Robust Unsupervised Domain Adaptation (RoUDA) aims to achieve not only clean but also robust cross-domain knowledge transfer from a labeled source domain to an unlabeled target domain. A number of works have been conducted by directly injecting adversarial training (AT) in UDA based on the self-training pipeline and then aiming to generate better adversarial examples (AEs) for AT. Despite the remarkable progress, these methods only focus on finding stronger AEs but neglect how to better learn from these AEs, thus leading to unsatisfied results. In this paper, we investigate robust UDA from a representation learning perspective and design a novel algorithm by utilizing the mutual information theory, dubbed MIRoUDA. Specifically, through mutual information optimization, MIRoUDA is designed to achieve three characteristics that are highly expected in robust UDA, i.e., robustness, discrimination, and generalization. We then propose a dual-model framework accordingly for robust UDA learning.
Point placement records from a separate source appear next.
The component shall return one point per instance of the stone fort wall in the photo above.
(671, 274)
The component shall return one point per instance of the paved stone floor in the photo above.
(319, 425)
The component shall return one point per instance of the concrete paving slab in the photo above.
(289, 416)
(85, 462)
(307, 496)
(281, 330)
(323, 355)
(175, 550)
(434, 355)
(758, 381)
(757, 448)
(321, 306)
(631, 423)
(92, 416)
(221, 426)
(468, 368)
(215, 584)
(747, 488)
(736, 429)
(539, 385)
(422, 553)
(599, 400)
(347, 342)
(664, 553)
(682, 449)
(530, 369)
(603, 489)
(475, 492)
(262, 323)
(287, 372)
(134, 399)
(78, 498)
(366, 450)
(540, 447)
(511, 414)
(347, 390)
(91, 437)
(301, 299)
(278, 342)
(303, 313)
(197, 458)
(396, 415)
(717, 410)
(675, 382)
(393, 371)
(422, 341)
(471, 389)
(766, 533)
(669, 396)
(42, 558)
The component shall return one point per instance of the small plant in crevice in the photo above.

Extensive experiments on various benchmarks verify the effectiveness of the proposed MIRoUDA, in which our method surpasses the state-of-the-arts by a large margin.

Figures (7)

• Figure 1: Different UDA schemes and their performance. Left: Traditional UDA methods do not take robustness into account, resulting in defenseless against adversarial attacks. Middle: Existing RoUDA can improve the robustness via incorporating AT but the results are under-optimal due to their empirical design. Right: Our MIRoUDA unifies the MI theory for improving robustness, discrimination, and generalization. We use CDAN long2018conditional as the UDA baseline, and PGD-20 madry2018towards for evaluating model robustness. The results of RoUDA are from the SRoUDA zhu2022srouda proposed in 2023.
• Figure 2: Overview of our proposed MIRoUDA. The whole framework is based on the self-training pipeline, where a source model $G_s$ is first pre-trained by the UDA baseline. We omit this part due to its commonplace. Here we put emphasis on the robust target training part, where two dual models are trained parallelly for MI optimization. We use the MI objective $\min I(X;F)$, $\max I(F;Y)$, and $\min I(F_1;F_2)$ to achieve robust, discriminative, and generalized representation learning, respectively. A consensus regularizer is equipped to force the output consensus between the source and robust model on clean target data, which consequently helps in preserving high clean accuracy.
• Figure 3: Robust accuracy(%) of ResNet50 trained with $l_\infty$ of $\epsilon=8/255$ boundary against unseen attacks. For unseen attacks, we use PGD-50 under different-sized $l_\infty$ balls, and other types of norm balls, e.g., $l_1$, and $l_2$.
• Figure 4: The effect of hyper-parameters $\alpha$ and $\beta$ on model performance in clean accuracy (left) and robust accuracy (right). The stable performance shows its robustness against hyper-parameters.
• Figure 5: (a)-(d): Visualization of features using t-SNE embeddings NIPS2002_6150ccc6 from models trained with different methods on A$\rightarrow$W task. The red dots stand for clean target data, and the blue dots stand for adversarial examples of target data.